Version 38 (modified by tramer, 13 years ago) (diff) |
---|
Installing Babel on BG/P (Surveyor at Argonne)
Current build instructions (Notes by Stephen Tramer [email protected]…)
It is strongly recommended that you make a directory on /scratch to perform your build in. Boyana mentions in her notes below that configure/make takes a long time; this is because of the slow disk access to $HOME on login nodes for surveyor. Configure and builds proceed much faster on /scratch. However, note that you cannot run the regression tests from /scratch. This is because /scratch is specific to each login node, and is not mounted for any BG/P nodes.
These notes very closely follow Boyana's, but some of her fixes have now been patched into the code.

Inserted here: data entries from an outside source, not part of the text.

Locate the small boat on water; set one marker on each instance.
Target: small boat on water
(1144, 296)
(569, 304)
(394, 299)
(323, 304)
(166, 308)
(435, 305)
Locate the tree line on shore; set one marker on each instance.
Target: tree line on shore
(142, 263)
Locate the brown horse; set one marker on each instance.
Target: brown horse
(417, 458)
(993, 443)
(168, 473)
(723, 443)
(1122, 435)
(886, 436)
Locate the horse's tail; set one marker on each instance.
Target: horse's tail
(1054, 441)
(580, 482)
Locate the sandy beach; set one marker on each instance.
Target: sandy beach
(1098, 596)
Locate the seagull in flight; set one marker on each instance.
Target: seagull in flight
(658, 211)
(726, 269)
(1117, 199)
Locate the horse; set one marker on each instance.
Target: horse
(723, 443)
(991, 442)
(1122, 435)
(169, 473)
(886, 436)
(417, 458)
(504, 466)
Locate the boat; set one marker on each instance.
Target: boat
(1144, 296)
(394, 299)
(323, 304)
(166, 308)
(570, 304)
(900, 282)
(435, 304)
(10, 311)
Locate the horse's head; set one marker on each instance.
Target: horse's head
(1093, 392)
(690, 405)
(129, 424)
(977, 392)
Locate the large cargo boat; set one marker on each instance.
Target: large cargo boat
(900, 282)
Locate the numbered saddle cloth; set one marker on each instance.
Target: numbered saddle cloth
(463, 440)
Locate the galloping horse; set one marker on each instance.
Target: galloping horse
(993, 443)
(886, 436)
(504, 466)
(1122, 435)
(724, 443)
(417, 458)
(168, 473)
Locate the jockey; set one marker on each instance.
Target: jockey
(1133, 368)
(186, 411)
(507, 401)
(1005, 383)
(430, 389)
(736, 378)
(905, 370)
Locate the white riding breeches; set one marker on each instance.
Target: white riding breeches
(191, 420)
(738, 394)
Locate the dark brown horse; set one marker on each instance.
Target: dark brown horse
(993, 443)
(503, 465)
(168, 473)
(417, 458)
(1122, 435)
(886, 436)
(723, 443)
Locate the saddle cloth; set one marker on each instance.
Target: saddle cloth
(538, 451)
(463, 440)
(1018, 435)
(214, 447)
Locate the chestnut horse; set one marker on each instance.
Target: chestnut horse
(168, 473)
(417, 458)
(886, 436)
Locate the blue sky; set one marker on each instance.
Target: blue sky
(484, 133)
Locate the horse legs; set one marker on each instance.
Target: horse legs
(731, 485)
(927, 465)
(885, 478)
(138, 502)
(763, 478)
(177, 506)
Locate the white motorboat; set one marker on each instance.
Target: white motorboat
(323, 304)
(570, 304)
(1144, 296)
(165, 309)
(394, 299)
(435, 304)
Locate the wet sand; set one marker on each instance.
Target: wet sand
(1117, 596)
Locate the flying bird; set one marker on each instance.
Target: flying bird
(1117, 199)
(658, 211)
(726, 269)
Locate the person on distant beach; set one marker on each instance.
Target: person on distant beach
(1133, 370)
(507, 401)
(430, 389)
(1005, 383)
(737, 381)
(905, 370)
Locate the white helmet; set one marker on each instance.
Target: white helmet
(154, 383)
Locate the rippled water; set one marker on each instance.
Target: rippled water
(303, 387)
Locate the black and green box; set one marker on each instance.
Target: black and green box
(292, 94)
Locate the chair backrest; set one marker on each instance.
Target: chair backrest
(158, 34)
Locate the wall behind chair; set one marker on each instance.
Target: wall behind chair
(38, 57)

For the full details of what has been modified in order to support BG/P, please see below.
These instructions will enable support for all languages except java (irrelevant on BG/P, since it doesn't have java). Throughout $BABEL_SRC will refer to your local babel source copy and $BABEL_INSTALL to the directory where babel will be installed. Please be aware that this build process has been tested only in the development branch, for the proposed babel 1.5.0.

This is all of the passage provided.